By all accounts Darwin was a decent person. On board the Beagle he was a model of patience and restraint, dining night after night for five years with her manic depressive captain. Married, he was a faithful husband, mindful of his wife’s anxiety about the dire implications of his work for the future of Christian belief, and a loving father who spent a lifetime grieving the death of his daughter. And he suffered for his greatness: forty years of stomach pains and vomiting, migraines and eczema lie behind the calmness of his prose. It was he, primarily, who paid the price of his fame, rather than, as so often in the lives of the great, those around him.
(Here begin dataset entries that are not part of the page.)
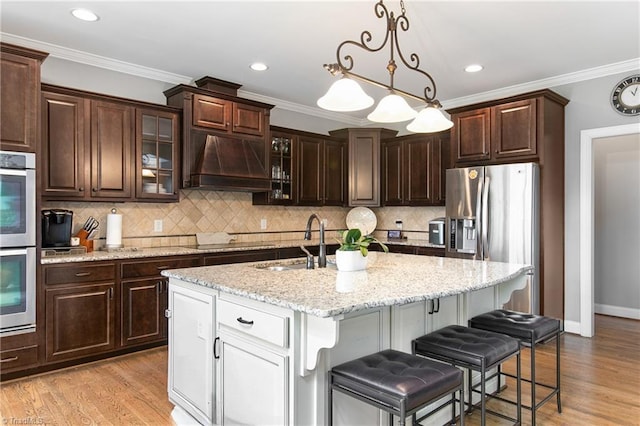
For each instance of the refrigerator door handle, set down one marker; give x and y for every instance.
(479, 220)
(485, 218)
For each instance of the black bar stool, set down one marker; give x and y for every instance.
(475, 350)
(529, 330)
(398, 383)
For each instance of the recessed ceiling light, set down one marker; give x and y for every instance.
(473, 68)
(259, 66)
(84, 15)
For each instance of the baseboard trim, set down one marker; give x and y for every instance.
(617, 311)
(572, 327)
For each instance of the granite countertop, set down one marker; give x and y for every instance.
(137, 253)
(390, 279)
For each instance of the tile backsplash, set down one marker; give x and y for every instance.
(231, 212)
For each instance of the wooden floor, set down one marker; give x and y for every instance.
(600, 386)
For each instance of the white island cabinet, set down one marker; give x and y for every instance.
(276, 334)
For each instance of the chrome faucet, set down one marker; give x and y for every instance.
(322, 255)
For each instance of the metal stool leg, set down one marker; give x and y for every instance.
(559, 403)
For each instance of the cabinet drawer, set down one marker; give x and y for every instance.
(259, 324)
(152, 268)
(14, 359)
(67, 274)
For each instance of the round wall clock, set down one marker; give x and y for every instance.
(625, 97)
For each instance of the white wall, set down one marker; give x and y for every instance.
(589, 108)
(617, 225)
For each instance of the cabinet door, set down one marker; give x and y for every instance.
(20, 99)
(513, 132)
(335, 162)
(364, 168)
(249, 120)
(65, 149)
(80, 321)
(111, 149)
(191, 375)
(211, 112)
(253, 384)
(419, 165)
(442, 312)
(156, 155)
(471, 135)
(142, 311)
(309, 171)
(392, 168)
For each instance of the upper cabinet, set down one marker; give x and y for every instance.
(364, 163)
(19, 97)
(413, 170)
(513, 129)
(226, 144)
(99, 148)
(306, 169)
(157, 153)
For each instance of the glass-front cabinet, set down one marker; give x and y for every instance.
(157, 152)
(282, 147)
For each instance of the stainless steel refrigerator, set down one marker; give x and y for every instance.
(492, 213)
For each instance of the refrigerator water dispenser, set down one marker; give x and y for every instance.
(463, 235)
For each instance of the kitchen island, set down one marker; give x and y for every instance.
(252, 343)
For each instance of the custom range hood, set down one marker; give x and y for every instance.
(226, 163)
(225, 138)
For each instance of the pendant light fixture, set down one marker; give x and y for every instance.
(347, 95)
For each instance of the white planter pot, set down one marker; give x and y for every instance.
(350, 261)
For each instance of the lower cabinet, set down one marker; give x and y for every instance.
(253, 382)
(191, 371)
(254, 362)
(80, 310)
(80, 321)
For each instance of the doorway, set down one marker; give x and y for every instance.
(587, 209)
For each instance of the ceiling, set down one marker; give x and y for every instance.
(522, 45)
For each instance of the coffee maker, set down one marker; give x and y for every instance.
(56, 227)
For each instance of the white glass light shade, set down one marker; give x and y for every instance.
(345, 95)
(430, 120)
(392, 109)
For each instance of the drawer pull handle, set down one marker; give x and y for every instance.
(244, 321)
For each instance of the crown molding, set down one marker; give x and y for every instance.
(632, 65)
(85, 58)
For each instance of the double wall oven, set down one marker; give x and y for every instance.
(17, 242)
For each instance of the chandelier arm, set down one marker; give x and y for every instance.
(414, 63)
(365, 38)
(355, 76)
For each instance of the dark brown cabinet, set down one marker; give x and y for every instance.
(225, 139)
(413, 170)
(19, 97)
(228, 116)
(363, 164)
(497, 133)
(528, 127)
(88, 145)
(144, 298)
(80, 306)
(157, 155)
(321, 171)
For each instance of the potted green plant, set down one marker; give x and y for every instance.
(354, 247)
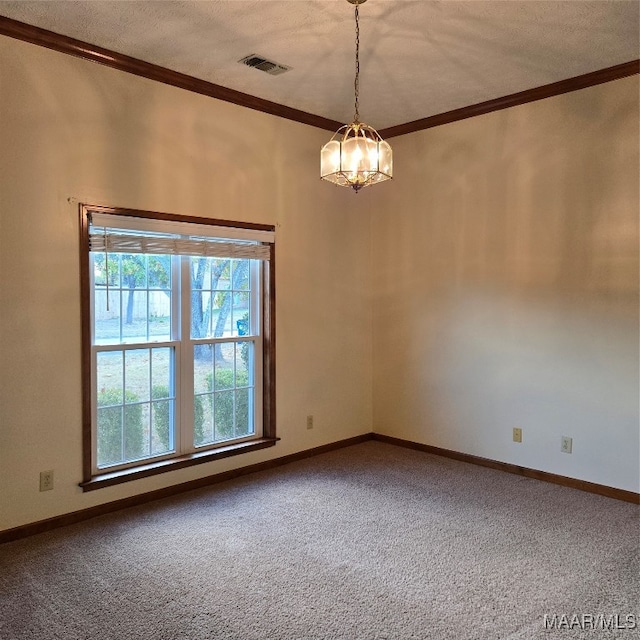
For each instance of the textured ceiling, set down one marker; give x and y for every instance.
(418, 57)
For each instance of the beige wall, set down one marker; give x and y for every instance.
(505, 286)
(503, 278)
(74, 131)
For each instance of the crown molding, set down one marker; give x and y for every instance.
(64, 44)
(530, 95)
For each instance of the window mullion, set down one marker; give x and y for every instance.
(185, 434)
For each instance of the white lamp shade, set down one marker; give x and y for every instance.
(356, 157)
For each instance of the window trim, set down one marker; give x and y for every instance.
(93, 480)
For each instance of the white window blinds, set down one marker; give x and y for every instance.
(123, 234)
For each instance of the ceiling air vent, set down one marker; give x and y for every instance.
(259, 62)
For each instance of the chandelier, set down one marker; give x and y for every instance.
(356, 156)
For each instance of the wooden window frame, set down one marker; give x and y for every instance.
(92, 481)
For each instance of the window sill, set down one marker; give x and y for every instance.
(111, 478)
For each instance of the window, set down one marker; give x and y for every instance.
(178, 342)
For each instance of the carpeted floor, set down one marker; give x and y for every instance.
(368, 542)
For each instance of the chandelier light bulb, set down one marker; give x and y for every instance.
(356, 156)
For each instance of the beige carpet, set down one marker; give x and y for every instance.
(369, 542)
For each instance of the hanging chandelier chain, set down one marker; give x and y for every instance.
(357, 79)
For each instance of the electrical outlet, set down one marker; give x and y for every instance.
(46, 480)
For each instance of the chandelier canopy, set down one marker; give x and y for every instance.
(356, 156)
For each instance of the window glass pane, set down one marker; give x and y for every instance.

It is hard, then, for a life of Darwin—“Charles” to the authors of the latest biography—to avoid a hagiographic strain, but Desmond and Moore (should we call them Adrian and James?) do their damnedest. We learn about Darwin the idle scion of the squirearchy, revelling in a Cambridge teeming with prostitutes, about Darwin the rentier, shrewdly investing in the new Great Northern Railway, calculating his wife’s dowry. We are told of his timidity: the mirror he installed outside his study window to spy on visitors as they came up the drive; his nervous fear of the subversive effect his theory would have on the social order in which he occupied such a comfortable position.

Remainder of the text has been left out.